Apparent Metabolizable Energy and Amino Acid Analysis
In experiments where apparent metabolizable energy and amino acid digestibility were measured, the following procedures were followed. Excreta from each pen were collected over a 24-h period on d 3 and 4 (3–4), 7, 14, and 21 posthatching and freeze-dried. Feed and excreta samples then were finely ground and analyzed for gross energy using an adiabatic bomb calorimeter. Analysis for nitrogen was performed using the Kjeldahl procedure of the Association of Official Analytical Chemists (AOAC, 1980). Amino acid concentrations in feed and excreta were determined for select ages at the University of Missouri—Columbia Experiment Station Chemical Laboratory. The concentration of acid insoluble ash (Celite) in the feed and excreta was determined by the method of Vogtmann et al. (1975), and the MEn of the diets was calculated using the equation described by Hill and Anderson (1958).

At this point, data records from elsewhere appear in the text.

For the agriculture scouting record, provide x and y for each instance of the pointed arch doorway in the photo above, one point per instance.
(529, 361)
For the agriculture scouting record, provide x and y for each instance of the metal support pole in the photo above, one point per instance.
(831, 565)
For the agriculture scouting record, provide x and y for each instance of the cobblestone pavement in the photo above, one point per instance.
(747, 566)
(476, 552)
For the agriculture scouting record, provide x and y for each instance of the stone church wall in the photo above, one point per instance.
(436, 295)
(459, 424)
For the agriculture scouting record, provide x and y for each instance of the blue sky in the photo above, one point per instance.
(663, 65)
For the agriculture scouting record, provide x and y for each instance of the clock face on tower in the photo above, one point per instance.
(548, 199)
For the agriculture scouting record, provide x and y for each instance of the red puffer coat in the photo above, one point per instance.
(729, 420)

Cecal Microbial Populations
In experiments where cecal microbial populations were evaluated, the following procedures were followed. At 21 d, 4 chicks from each pen replicate were euthanized via CO2 inhalation prior to extraction of cecal contents. The cecal contents from 1 cecum of each bird were pooled together for serial dilution. The content of the other cecum was utilized to determine dry matter content. Microbial populations were determined by serial dilution (10–4 to 10–7) of cecal samples in anaerobic diluent before inoculation onto Petri dishes of sterile agar as described by Bryant and Burkey (1953). The selective media for bifidobacteria (BIM-25) was prepared using reinforced clostridial agar according to Mu
oa and Pares (1988). Lactobacilli were grown on Rogosa SL agar, and E. coli were grown on EMB agar. Agars used to grow C. perfringens were prepared according to the FDA Bacteriological Analytical Manual (1992). Plates for Bifidobacterium and Lactobacillus spp., and C. perfringens were incubated anaerobically (73% N: 20% CO2: 7% H2) at 37°C. Escherichia coli were incubated aerobically at 37°C. Plates were counted between 24 and 48 h after inoculation. Colony forming units (cfu) were defined as being distinct colonies measuring at least 1 mm in diameter.
Experiments 1 and 2
The objective of these experiments was to measure the effects of 5 oligosaccharides on growth performance, MEn, and AA digestibility in chicks fed a corn-soybean meal diet (Table 1
). The 5 oligosaccharides were inulin (Orafti Company, Tienen, Belgium), oligofructose (Orafti Company), SCFOS (GTC Nutrition Company, Golden, CO), MOS (Alltech, Nicholasville, KY), and TOS (Borculo Domo Ingredients, Borulo, the Netherlands; 6 total diets with the unsupplemented basal diet). The oligosaccharides were fed at 8 g/kg in experiment 1 and 4 g/kg in experiment 2. Cecal microbial populations were measured in experiment 2.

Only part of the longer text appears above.